Oh... and just to compare:
Cost of both wars since 2001: $950 Billion (about ~$100+ billion per year
Cost of JUST Medicare in JUST 2007: $431 Billion
Cost of JUST Medicaid in JUST 2007: $329 Billion
The NHE is over $2 trillion a year!
NEVER MIND all the OTHER government entitlement programs -- we will spend more than DOUBLE in a SINGLE year on NHE expenditures (estimate for 2009) than the ENTIRE war budget to date.
Get your facts before you mouth off.
Really? Check out costofwar.com
The cost of the Afgan war is around $235 billion so far. Over 8 some odd years. The total cost of BOTH wars over that time span is around $900 billion dollars. In just a single day, the terrorists inflected between $1 trillion and $3 trillion.
How many times do you think a "success" like 9-11 need happen before we can't recover economically? Not many.
Exactly HOW do you support your conclusion?
Many of them import food. From where? Industrialized nations. Many of those countries didn't (and don't) receive the economic blows that terrorism can do on industrialized nations. Destroy those providing the food economically, severe the food-transportation chain and see how well they eat...
Are you whacked? Or do you deliberately put stuff in peoples mouths?
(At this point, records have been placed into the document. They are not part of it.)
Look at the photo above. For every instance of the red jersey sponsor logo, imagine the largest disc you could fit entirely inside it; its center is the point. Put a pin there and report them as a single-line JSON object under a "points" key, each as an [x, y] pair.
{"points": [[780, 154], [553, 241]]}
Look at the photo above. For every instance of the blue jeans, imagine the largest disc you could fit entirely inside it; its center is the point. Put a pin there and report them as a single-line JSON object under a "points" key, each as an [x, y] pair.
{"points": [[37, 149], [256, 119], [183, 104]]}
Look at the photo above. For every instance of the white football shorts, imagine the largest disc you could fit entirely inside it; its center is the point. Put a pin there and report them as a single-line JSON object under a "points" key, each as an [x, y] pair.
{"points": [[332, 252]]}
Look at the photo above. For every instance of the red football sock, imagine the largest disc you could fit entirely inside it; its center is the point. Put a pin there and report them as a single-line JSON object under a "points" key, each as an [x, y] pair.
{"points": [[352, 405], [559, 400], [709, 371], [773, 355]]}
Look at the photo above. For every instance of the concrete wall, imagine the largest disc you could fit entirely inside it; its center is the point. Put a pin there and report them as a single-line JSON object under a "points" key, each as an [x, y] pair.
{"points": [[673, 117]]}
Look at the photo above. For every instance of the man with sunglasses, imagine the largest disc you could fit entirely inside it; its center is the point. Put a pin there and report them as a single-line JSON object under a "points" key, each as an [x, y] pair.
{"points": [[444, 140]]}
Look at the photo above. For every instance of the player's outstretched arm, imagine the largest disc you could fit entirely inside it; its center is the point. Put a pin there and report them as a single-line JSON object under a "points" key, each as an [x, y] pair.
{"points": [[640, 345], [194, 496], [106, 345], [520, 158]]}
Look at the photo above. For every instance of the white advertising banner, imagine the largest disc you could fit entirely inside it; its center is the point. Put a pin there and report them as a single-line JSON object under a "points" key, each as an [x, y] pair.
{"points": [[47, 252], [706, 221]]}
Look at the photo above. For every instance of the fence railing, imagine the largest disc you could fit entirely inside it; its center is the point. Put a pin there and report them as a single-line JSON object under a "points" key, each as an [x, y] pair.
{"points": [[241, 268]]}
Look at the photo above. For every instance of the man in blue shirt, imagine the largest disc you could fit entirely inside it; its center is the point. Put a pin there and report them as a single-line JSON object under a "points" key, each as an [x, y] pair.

The origin of the thread implied terrorism wasn't that big of a threat -- since the amount of deaths is far below the amount of even murders. Read my post! It's "NOT JUST" a dead-numbers game. Of course lives are important! To ONLY focus on the body count is willfully walking around with blinders on or being deliberately obtuse. And your lack of "reasoning like this makes me sick".
Question: What good is lamenting over 3000 lost lives if society crumbles around you such that you, your family and neighbors end up starving as lines of transportation break down and no food supply major cities and 100k to several million die? Just how many of those "3000 deaths" type attacks would be necessary to break the world economy, never mind the US? Not many.